梅色夜話



■蘭丸特集 その一■

◎『朝野雑載』より

 まずは、導入として家族構成なんかを……。(有名だけど)


 森三左衛門可成は、江州堅田(ごうしゅうかたた:現大津市)にて、浅井朝倉と戦ひて撃死す。
 男子四人有り。嫡子は勝蔵長一、後に武蔵守と号す。次男おらん、三男お坊、四男お力と云う。
 お蘭は才智武勇、人にこえたる者故、信長公御寵愛浅からず、十六歳の時、五万石の所領を下され、若手ながら、よろづの御談合に加へられしとなり。





 特に説明はいらないでしょう。
 しかし注目すべき点があります。男の子の蘭丸やその兄弟に対して「お〜」という愛称で呼んでいるという点です。  ↑の作者だけでなく、蘭丸は「蘭」とか「お蘭」とか呼ばれているイメージがありますよね。これについて、『南方熊楠全集』に興味深い一節を発見しました。
 それは、熊楠氏が、男色研究家・岩田準一氏に送った手紙のなかのひとつに書かれていました。

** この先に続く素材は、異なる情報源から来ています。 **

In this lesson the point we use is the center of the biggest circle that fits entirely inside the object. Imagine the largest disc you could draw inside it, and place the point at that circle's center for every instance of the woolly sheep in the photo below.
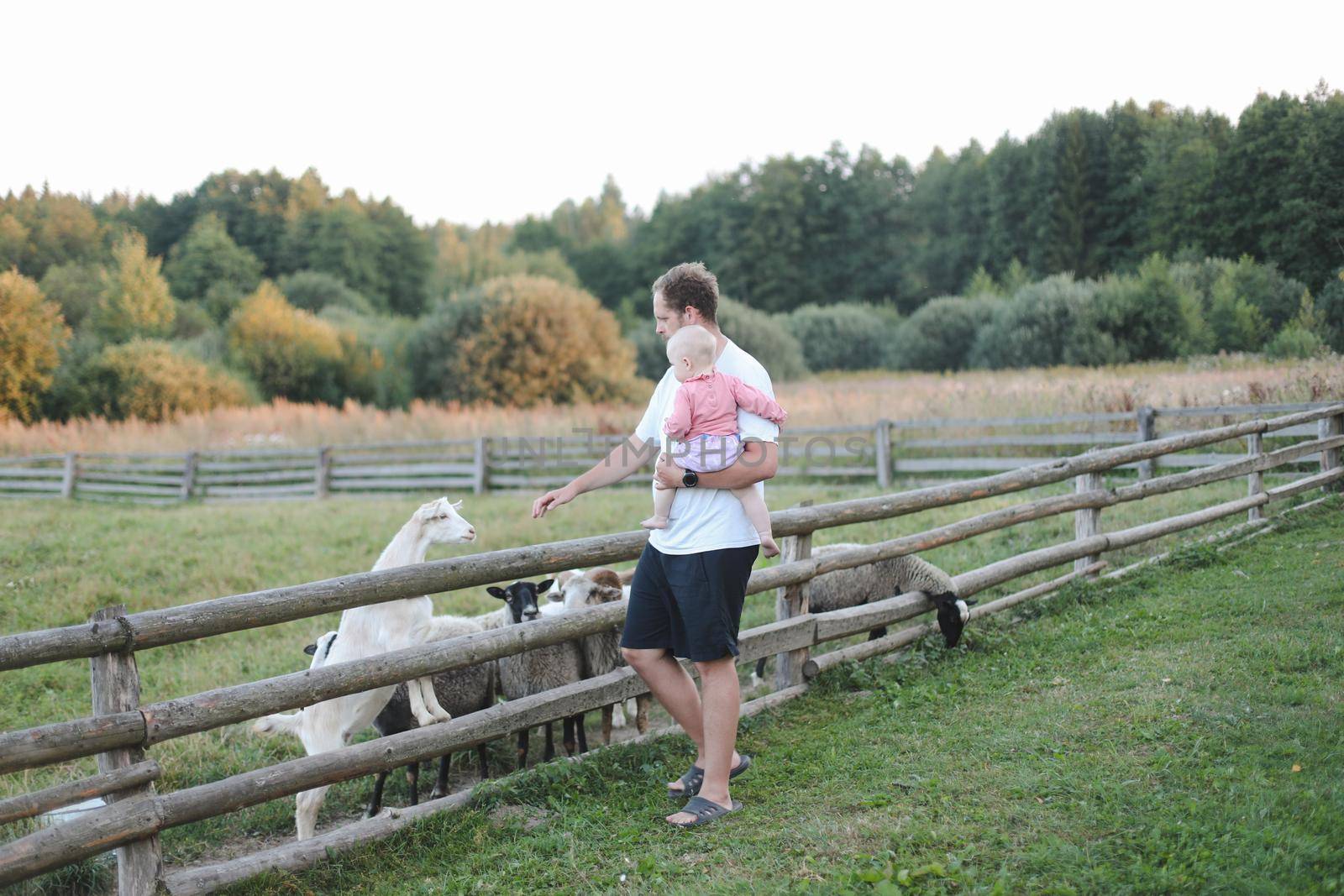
(884, 579)
(602, 652)
(541, 669)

 「お――と称することは、小姓に限らず。小児また少年を愛して呼ぶときの詞らしく候。」
と始まり、また『信長公記』から
 「森乱御使にて岐阜御土蔵に……」
などという例をだして、
 「これら蘭丸を"乱"とつづめ呼びしなり。故に信長よりは"蘭"と呼び、側のものどもよりは"お蘭"と愛敬して呼びしことと察し候。」
と書いています。そして最後に、
 「すべて"お"の字を添うること、貴人の幼息や寵童を愛敬して下々より呼びしことと察し候。やがてはのろけきった主人も、その通りの称呼を使いしことと察し候。」
とまとめています。
 これらは、あくまで南方熊楠氏の考えでありますが、挙げられた例を見る限りでは、なるほどな、と思えます。「のろけきった」という表現が可笑しくていいですね〜。
 えーつまり、女性に限らず、少年の名に「お」を付けることはふつうにありえたこと、と思っていいでしょう。 高位の人に愛される美少年に対する、敬意と親しみの表れと考えられます。  お気に入りのお小姓には、是非是非「お」をつけて呼びたいものです。